Another step in the EvalC3 workflow called Compare Cases,
provides another means of identifying specific cases for follow-up within-case
investigations. In this worksheet
individual cases can be identified as modal or extreme examples within various
categories that may be of interest e.g. True Positives, False Positives, et
cetera. It is also possible to identify
for a chosen case what other case is most similar and most different to that
case, when all its attributes available in the dataset are considered. These measurement capacities are backed up by
technical advice on the EvalC3 website on the particular types of questions that
can be asked in relation to different types of cases selected on the basis of
their similarities and differences. Your comments on these suggested strategies would be very welcome.
I should explain...
...why the models found by EvalC3 were different from those found from the QCA analysis.

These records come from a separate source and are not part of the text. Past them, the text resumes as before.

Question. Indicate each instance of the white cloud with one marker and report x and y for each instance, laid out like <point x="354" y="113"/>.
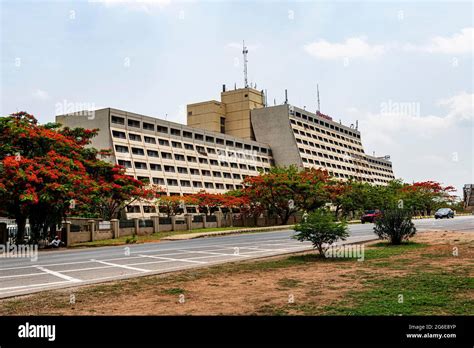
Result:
<point x="40" y="94"/>
<point x="354" y="47"/>
<point x="458" y="43"/>
<point x="140" y="5"/>
<point x="461" y="106"/>
<point x="239" y="46"/>
<point x="396" y="123"/>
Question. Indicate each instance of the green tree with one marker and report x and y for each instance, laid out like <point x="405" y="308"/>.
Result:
<point x="321" y="229"/>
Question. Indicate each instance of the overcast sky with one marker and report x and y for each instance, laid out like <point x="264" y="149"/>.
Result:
<point x="403" y="70"/>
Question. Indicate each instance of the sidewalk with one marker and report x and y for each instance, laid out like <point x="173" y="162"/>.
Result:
<point x="237" y="230"/>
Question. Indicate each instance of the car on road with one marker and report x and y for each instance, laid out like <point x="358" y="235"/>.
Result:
<point x="444" y="213"/>
<point x="370" y="216"/>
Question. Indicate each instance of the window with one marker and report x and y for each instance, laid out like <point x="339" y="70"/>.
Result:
<point x="163" y="142"/>
<point x="149" y="209"/>
<point x="154" y="166"/>
<point x="162" y="129"/>
<point x="117" y="134"/>
<point x="126" y="164"/>
<point x="138" y="151"/>
<point x="134" y="137"/>
<point x="140" y="165"/>
<point x="148" y="126"/>
<point x="152" y="153"/>
<point x="133" y="209"/>
<point x="134" y="123"/>
<point x="166" y="155"/>
<point x="144" y="179"/>
<point x="121" y="149"/>
<point x="223" y="125"/>
<point x="158" y="181"/>
<point x="150" y="140"/>
<point x="118" y="120"/>
<point x="201" y="150"/>
<point x="172" y="182"/>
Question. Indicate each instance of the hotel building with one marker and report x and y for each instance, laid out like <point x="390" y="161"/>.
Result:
<point x="225" y="141"/>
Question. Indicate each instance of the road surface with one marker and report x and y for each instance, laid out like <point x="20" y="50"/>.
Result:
<point x="69" y="268"/>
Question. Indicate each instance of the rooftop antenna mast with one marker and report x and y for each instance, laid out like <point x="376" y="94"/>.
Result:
<point x="319" y="104"/>
<point x="245" y="51"/>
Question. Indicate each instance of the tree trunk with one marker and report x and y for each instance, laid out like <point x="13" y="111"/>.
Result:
<point x="21" y="226"/>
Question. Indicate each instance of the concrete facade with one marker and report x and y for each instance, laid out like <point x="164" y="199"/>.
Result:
<point x="181" y="159"/>
<point x="306" y="139"/>
<point x="230" y="116"/>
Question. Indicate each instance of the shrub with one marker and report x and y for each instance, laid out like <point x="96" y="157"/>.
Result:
<point x="321" y="229"/>
<point x="395" y="225"/>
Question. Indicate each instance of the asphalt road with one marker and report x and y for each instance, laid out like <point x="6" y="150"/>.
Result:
<point x="71" y="268"/>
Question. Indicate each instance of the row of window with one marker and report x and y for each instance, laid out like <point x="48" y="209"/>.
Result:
<point x="342" y="167"/>
<point x="183" y="133"/>
<point x="380" y="163"/>
<point x="189" y="183"/>
<point x="327" y="125"/>
<point x="231" y="155"/>
<point x="192" y="171"/>
<point x="314" y="136"/>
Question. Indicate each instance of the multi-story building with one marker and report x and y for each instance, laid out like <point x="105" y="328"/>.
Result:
<point x="181" y="159"/>
<point x="226" y="141"/>
<point x="307" y="139"/>
<point x="231" y="115"/>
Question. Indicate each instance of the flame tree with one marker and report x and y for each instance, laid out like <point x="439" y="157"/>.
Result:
<point x="48" y="173"/>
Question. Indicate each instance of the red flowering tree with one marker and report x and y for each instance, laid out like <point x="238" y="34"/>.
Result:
<point x="47" y="173"/>
<point x="207" y="202"/>
<point x="173" y="205"/>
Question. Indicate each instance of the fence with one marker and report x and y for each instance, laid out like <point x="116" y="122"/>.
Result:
<point x="79" y="230"/>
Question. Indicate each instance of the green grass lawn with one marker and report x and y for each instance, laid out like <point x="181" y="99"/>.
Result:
<point x="408" y="279"/>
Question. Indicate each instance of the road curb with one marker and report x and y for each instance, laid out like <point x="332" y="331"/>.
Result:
<point x="228" y="232"/>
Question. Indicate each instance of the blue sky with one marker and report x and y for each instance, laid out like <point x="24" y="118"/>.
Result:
<point x="404" y="70"/>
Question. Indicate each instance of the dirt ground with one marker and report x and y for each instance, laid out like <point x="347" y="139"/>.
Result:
<point x="246" y="288"/>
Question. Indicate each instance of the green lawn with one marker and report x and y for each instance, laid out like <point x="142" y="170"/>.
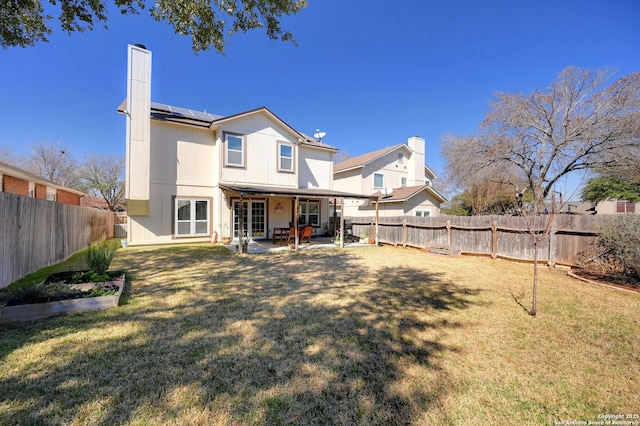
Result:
<point x="359" y="336"/>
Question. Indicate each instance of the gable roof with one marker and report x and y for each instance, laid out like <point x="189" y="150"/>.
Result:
<point x="174" y="114"/>
<point x="364" y="159"/>
<point x="302" y="138"/>
<point x="400" y="195"/>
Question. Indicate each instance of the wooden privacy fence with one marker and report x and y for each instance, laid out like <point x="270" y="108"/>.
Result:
<point x="509" y="237"/>
<point x="37" y="233"/>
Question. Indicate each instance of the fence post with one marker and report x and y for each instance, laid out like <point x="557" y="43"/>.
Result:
<point x="494" y="240"/>
<point x="552" y="242"/>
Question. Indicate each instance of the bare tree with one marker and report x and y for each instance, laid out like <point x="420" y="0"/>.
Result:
<point x="579" y="123"/>
<point x="52" y="161"/>
<point x="489" y="190"/>
<point x="103" y="176"/>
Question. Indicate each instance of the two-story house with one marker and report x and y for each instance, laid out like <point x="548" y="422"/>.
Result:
<point x="196" y="176"/>
<point x="396" y="175"/>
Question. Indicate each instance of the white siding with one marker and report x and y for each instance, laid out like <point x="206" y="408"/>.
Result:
<point x="137" y="123"/>
<point x="350" y="181"/>
<point x="315" y="168"/>
<point x="261" y="164"/>
<point x="183" y="163"/>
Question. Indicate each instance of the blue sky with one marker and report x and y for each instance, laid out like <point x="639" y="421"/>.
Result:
<point x="369" y="73"/>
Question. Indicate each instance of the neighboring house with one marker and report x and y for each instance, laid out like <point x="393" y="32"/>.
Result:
<point x="21" y="182"/>
<point x="196" y="176"/>
<point x="616" y="207"/>
<point x="400" y="168"/>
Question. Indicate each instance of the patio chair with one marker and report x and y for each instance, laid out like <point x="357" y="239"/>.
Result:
<point x="306" y="233"/>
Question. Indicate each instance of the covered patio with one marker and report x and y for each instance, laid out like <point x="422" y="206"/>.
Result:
<point x="242" y="193"/>
<point x="317" y="243"/>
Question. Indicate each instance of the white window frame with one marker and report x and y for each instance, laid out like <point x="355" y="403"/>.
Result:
<point x="374" y="180"/>
<point x="227" y="150"/>
<point x="281" y="157"/>
<point x="304" y="212"/>
<point x="192" y="220"/>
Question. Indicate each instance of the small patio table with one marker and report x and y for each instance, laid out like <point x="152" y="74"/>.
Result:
<point x="280" y="233"/>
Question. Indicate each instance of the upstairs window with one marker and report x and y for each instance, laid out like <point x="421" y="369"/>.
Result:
<point x="285" y="157"/>
<point x="234" y="150"/>
<point x="378" y="180"/>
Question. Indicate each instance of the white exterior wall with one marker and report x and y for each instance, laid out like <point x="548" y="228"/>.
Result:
<point x="315" y="168"/>
<point x="421" y="201"/>
<point x="391" y="169"/>
<point x="350" y="181"/>
<point x="183" y="163"/>
<point x="261" y="160"/>
<point x="137" y="123"/>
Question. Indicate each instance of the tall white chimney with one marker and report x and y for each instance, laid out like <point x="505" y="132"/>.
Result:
<point x="138" y="114"/>
<point x="416" y="164"/>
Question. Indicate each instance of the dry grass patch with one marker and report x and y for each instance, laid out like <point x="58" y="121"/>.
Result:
<point x="367" y="336"/>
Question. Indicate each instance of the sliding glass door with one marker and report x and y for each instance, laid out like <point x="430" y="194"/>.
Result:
<point x="254" y="218"/>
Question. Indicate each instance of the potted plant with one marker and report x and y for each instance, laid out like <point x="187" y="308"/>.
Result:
<point x="225" y="239"/>
<point x="364" y="236"/>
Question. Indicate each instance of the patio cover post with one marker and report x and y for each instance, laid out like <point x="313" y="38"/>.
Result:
<point x="240" y="225"/>
<point x="341" y="222"/>
<point x="335" y="216"/>
<point x="377" y="218"/>
<point x="297" y="218"/>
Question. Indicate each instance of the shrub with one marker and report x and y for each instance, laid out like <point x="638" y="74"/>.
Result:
<point x="620" y="236"/>
<point x="99" y="257"/>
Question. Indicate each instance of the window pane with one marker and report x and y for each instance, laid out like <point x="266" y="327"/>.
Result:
<point x="234" y="157"/>
<point x="201" y="227"/>
<point x="378" y="180"/>
<point x="286" y="164"/>
<point x="234" y="143"/>
<point x="184" y="210"/>
<point x="184" y="228"/>
<point x="201" y="210"/>
<point x="286" y="151"/>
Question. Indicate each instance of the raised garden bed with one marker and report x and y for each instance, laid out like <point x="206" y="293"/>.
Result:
<point x="36" y="311"/>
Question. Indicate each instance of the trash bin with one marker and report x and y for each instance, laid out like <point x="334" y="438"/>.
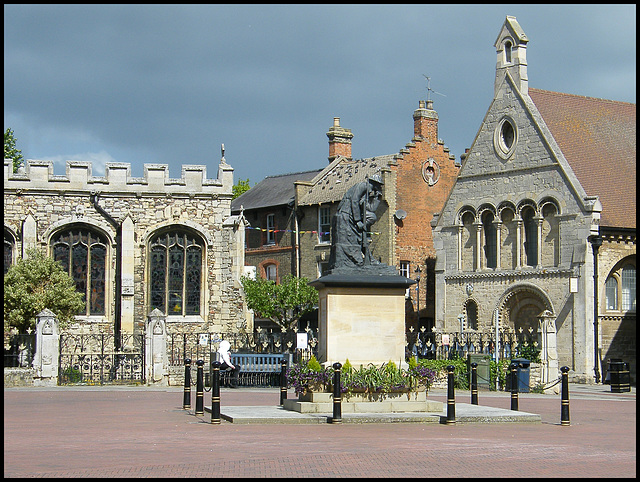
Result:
<point x="522" y="375"/>
<point x="483" y="371"/>
<point x="619" y="376"/>
<point x="607" y="378"/>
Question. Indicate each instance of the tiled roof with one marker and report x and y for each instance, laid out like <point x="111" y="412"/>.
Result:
<point x="332" y="183"/>
<point x="272" y="191"/>
<point x="598" y="139"/>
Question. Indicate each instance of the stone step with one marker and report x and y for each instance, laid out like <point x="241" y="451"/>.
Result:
<point x="318" y="402"/>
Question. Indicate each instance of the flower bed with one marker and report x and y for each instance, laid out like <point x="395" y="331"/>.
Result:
<point x="370" y="379"/>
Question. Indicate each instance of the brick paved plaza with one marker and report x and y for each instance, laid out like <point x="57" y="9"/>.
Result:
<point x="144" y="432"/>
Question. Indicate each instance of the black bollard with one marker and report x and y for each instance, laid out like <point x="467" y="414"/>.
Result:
<point x="200" y="388"/>
<point x="564" y="409"/>
<point x="451" y="396"/>
<point x="514" y="386"/>
<point x="283" y="381"/>
<point x="474" y="383"/>
<point x="215" y="393"/>
<point x="186" y="401"/>
<point x="337" y="394"/>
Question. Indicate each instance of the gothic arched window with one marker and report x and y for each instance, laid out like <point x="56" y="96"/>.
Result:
<point x="175" y="267"/>
<point x="530" y="236"/>
<point x="8" y="251"/>
<point x="490" y="239"/>
<point x="83" y="254"/>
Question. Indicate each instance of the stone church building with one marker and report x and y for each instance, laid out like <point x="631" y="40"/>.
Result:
<point x="134" y="245"/>
<point x="545" y="199"/>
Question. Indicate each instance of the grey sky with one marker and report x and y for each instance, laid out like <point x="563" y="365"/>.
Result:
<point x="168" y="84"/>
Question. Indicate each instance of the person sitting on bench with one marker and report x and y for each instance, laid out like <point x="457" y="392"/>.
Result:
<point x="225" y="362"/>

QCA software finds solutions i.e. predictive models by reducing all the configurations found in a truth table down to the smallest possible set, using what is known as a minimisation algorithm called the Quine McCluskey algorithm.
In contrast, EvalC3 provides users with a choice of four different search algorithms combined with multiple alternative performance measures that can be used to automatically assess the results generated by those search algorithms. All algorithms have their strengths and weaknesses, in terms of the kinds of results they can find and cannot find, including the QCA Quine McCluskey algorithm and the simple machine learning algorithms built into EvalC3. I think the McCluskey algorithm has particular problems with datasets which have limited diversity, in other words, where cases only represent a small proportion of all the possible combinations of the conditions documented in the dataset. Whereas the simple search algorithms built into EvalC3 don't experience that is a difficulty. This is my conjecture, not yet rigorously tested.
[In the above data set the cases represented the two data sets analysed represented 47% and 68% of all the possible configurations given the presence of five different conditions]
While EvalC3 results described above did differ from the QCA analyses, they were not in outright contradiction. The same has been my experience when I reanalysed other QCA datasets. EvalC3 will either simply duplicate the QCA findings or produce variations on those, and often those which are better performing.